People have lost everything, the distress can be read on their faces, and above all the uncertainty of the months to come when, under the snow, the temperatures are already negative.

Some are “lucky” to be able to live in a corner of their living room, warming themselves as best they can with a stove;

but for others, it's life in community, in prefabs where power and water cuts often occur.

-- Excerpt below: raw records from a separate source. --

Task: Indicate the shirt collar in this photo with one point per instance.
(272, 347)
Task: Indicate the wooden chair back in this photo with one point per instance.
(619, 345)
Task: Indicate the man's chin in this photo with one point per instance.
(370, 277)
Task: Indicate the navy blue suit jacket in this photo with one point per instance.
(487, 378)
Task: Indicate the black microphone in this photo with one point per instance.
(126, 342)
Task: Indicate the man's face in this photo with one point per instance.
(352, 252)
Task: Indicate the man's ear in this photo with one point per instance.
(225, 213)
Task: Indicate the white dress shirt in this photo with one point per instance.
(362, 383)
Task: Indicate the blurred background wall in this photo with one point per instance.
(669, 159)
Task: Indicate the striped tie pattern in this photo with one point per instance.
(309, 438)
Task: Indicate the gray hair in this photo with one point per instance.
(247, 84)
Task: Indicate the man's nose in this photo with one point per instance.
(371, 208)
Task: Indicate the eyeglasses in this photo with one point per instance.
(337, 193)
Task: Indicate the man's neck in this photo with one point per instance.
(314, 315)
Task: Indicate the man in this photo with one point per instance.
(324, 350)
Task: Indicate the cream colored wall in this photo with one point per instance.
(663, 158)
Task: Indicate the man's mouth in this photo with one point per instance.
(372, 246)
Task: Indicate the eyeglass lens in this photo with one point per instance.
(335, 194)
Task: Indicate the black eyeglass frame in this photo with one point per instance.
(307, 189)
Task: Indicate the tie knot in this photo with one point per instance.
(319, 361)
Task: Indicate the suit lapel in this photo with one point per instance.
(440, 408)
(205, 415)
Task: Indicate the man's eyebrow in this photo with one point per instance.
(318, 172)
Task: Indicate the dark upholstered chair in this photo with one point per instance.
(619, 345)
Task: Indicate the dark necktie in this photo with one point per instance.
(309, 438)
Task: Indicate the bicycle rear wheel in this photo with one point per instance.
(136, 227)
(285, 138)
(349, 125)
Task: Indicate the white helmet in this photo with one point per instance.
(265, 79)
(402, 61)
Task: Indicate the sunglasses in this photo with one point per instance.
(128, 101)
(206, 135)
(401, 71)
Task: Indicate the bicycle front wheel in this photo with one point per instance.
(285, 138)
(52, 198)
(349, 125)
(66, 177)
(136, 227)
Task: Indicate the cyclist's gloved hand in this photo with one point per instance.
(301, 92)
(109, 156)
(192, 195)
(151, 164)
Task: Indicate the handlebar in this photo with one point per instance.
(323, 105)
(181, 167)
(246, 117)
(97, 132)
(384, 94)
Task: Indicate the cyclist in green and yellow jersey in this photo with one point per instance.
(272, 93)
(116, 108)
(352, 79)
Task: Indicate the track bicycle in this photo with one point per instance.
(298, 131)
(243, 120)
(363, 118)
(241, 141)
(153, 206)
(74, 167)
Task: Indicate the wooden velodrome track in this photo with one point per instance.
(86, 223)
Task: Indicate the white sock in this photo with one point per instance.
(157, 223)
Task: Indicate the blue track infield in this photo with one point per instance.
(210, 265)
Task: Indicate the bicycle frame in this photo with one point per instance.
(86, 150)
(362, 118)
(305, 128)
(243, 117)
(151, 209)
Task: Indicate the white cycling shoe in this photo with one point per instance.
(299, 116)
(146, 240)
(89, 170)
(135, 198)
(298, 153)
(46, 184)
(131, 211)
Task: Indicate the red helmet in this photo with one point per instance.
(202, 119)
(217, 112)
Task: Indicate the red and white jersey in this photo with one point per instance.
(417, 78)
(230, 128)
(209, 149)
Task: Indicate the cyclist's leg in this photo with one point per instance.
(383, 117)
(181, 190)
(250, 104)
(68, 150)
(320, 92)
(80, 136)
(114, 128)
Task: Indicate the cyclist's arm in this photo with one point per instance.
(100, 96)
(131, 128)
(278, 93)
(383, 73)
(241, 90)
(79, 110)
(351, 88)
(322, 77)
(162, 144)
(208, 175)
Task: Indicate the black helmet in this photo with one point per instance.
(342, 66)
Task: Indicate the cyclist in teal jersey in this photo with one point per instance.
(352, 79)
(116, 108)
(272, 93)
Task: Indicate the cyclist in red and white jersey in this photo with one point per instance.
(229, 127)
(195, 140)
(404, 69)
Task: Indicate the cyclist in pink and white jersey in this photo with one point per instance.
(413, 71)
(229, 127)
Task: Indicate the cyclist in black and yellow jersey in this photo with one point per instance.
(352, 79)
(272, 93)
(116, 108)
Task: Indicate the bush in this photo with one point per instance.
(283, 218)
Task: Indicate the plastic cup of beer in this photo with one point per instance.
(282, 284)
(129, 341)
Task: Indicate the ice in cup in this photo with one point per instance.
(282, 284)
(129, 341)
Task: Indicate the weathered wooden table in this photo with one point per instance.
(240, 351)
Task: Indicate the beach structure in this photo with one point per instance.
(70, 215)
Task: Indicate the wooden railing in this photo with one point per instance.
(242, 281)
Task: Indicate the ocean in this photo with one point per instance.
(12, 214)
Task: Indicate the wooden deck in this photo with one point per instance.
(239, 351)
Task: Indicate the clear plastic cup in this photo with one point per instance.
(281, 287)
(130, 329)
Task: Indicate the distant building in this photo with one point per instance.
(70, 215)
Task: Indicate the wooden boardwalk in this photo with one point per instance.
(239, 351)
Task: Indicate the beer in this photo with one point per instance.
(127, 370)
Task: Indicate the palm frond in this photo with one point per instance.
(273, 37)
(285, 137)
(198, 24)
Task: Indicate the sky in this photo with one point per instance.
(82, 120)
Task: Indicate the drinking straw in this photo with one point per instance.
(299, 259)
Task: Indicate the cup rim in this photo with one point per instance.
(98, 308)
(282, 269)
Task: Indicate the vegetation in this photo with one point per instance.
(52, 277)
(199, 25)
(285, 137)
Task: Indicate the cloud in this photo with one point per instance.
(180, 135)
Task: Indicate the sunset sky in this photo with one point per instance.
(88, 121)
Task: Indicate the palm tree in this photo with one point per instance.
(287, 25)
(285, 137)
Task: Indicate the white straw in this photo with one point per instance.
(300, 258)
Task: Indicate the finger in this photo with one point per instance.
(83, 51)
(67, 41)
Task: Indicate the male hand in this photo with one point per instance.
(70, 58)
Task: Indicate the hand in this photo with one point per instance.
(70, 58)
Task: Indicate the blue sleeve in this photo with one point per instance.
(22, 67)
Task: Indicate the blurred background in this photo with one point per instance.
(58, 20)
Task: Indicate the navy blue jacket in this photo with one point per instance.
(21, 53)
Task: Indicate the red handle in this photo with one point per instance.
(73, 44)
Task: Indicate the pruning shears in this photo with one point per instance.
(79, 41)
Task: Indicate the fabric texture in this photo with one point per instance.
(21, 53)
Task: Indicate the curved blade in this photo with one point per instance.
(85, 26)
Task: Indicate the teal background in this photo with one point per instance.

Conditions impossible to live with.

► To read also: Ukraine: Russian strikes lead to massive water and electricity cuts

People are considering temporarily leaving the country, both to save energy for those who are forced to stay here, but also not to face whole days in the dark and cold, for a period of time. indeterminate.

Systematic and repeated Russian attacks on energy and heating infrastructure have led to regular blackouts in some of the country's largest cities for several weeks.

For the Ukrainians, Russia is trying to compensate for its losses on the battlefield.

They say here that Moscow is trying to “desertify” Ukraine, but it won't work, they say, they won't leave their country.

Moscow clings to its positions

In the military field, for weeks it seems that the Russian strategy is no longer to gain more territory but simply to cling to what it has.

She struggles to make new territorial advances.

Russian troops have withdrawn from key areas in the east and south, most recently from the city of Kherson.

A city liberated, but not quite safe yet.

Calls to leave Kherson, for example, are not only because winter is here, but also because the Ukrainians are giving back their fires to the Russians from the outskirts of the city.

Videos are circulating showing medics trying to help the frightened residents of Kherson under the bombs.

Today it has become a real battlefield, a new front line;

something the people of Kherson had never experienced before.

► To read also: Ukraine at the gates of winter: "I would like to say two words to Putin"

Report: Why and how did the inhabitants of Kherson leave just before the liberation of the city?

The Ukrainian authorities have denounced " 

deportations

 ".

According to the testimonies, these are not deportations in the strict sense.

According to locals, those who left were not directly forced onto buses bound for Russia.

But undermining – Russian propaganda – convinced them that they had to flee to Russia.

Report by

our correspondent in Ukraine,

Maurine Mercier.

We've brainwashed people to the point that they've got the idea that the "Ukrainian Nazis" are coming to kill everyone...

Report: why and how did the residents of Kherson leave just before the liberation of the city?